HC Deb 06 July 1988 vol 136 cc1056-7
12. Mr. Skinner

To ask the Secretary of State for Foreign and Commonwealth Affairs if he will now consider applying economic sanctions against South Africa; and if he will make a statement.

Mrs. Chalker

We do not believe that the application of punitive economic sanctions against South Africa would help bring about the end of apartheid, which is the objective of the hon. Member and of Her Majesty's Government alike.

Mr. Skinner

Is the Minister aware that if there was any doubt in anybody's mind either here or outside about the ideological empathy between this Government and the South African Government, it was surely dispelled on Monday night when the Prime Minister walked through the Lobby to support a private Bill to enable the South Africans to export more coal to Britain? That coal has blood on it.

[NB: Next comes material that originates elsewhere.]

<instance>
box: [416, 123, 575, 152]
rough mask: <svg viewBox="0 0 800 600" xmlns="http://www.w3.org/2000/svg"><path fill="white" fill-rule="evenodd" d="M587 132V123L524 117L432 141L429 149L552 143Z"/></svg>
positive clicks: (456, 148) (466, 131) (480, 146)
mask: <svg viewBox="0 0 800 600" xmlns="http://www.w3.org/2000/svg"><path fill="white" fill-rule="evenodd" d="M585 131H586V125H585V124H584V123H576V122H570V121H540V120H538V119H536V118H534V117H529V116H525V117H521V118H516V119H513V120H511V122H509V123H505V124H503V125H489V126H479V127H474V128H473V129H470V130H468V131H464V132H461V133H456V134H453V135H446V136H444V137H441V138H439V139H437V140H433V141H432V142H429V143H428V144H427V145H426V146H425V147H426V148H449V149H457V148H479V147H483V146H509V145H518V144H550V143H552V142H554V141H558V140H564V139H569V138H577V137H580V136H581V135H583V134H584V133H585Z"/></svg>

Surely it is time that the British people understood more clearly that the Government's opposition to sanctions is not about some mere technicality, but because they want to give aid and succour to the hated Botha regime?

Mrs. Chalker

The hon. Gentleman's question is almost not worth replying to. I can only say that if he continues to act as Scargill's voice in this House and to drum away at policies that will not help black people in South Africa, it will be a very poor show for him and for what he is supposed to stand for. The hon. Gentleman spoke about a decision of the House. The House is responsible for Britain's economy. There is no ban on the import of South African coal, and to have one would depend on a number of other people and not just on Britain. The hon. Gentleman does not help black people in South Africa by the way in which he approaches this issue.

Sir Jim Spicer

Will my right hon. Friend take every possible opportunity to speak privately to the leaders of black South African trade unions to ascertain their true views relating to sanctions, as opposed to the views that they have to express publicly to avoid attacks from the ANC?

Mrs. Chalker

I assure my hon. Friend that we have many continuing contacts with leaders of black trade union leaders in South Africa. We intend to keep in close touch with their views, and we know of surveys that have been taken of those views. They do not wish sanctions to be introduced, but it is true that they sometimes fear to speak out about the real views of their people. While we do not believe that enough progress has yet been made, we very much welcome the successful establishment of black trade unions in South Africa, and we hope that it will continue.

Miss Lestor

I warn the right hon. Lady that when I meet her later this week to discuss Mozambique I shall not deal only with the banditry and terrorism that is being practised by the South African-funded MNR in Mozambique, but will raise with her the question of the sanctions that South Africa imposes on Mozambique; for example, the slashing of the number of Mozambican miners it employs and the under-use of the port of Maputo. The Government acknowledge the damage that South Africa does to Mozambique with those sanctions by trying to compensate it through the aid programme. If South Africa——

Mr. Dickens

Will the hon. Lady give way?

Miss Lestor

No, I will not. If South Africa can destabilise Mozambique in that way, does the right hon. Lady not realise that sanctions imposed on South Africa by Britain and other countries would have the same effect?

Mrs. Chalker

The hon. Lady will have to sort out one or two things before she comes to see me tomorrow. Many Mozambicans have told us that it is precisely the denial of jobs in South Africa, which sanctions would cause if they were implemented, that would deny their families the income on which they depend so heavily. We shall go on aiding Mozambique in a positive way, just as we shall continue to aid black people in South Africa in a positive way, but I can tell the hon. Lady that she and I will have a lot to say to each other tomorrow.

Mr. John M. Taylor

Is my right hon. Friend aware of any instance of sanctions achieving the objectives that they were intended to achieve?

Mrs. Chalker

No, I am not.

Mr. Anderson

Even if the Government reject economic sanctions, will the Minister consider sending a signal to the South African Government? First, will she instruct our ambassador in South Africa to ask for permission to visit Nelson Mandela in prison near the time of his birthday and convey to him a tribute from this House? Secondly, will she issue an ultimatum to the South African Government about Zwelakhe Sisulu, a former official guest of the Government, who is now starting his third year of detention without trial and who is now in hospital? Will she inform South Africa that unless he is released from prison we and our European partners will order the withdrawal of senior South African diplomatic personnel?

Mrs. Chalker

The hon. Gentleman is well aware that I do not believe that ultimatums will bring about what he and I seek, which is the humane treatment of Mr. Sisulu, who, we are sad to know, is now in hospital. I assure the hon. Gentleman that Her Majesty's ambassador in South Africa will make such visits as he can to those who need our help there. The hon. Gentleman should await the continuation of our policy, which has always been to represent to the South African Government our view that Nelson Mandela and other political prisoners should be released without any conditions.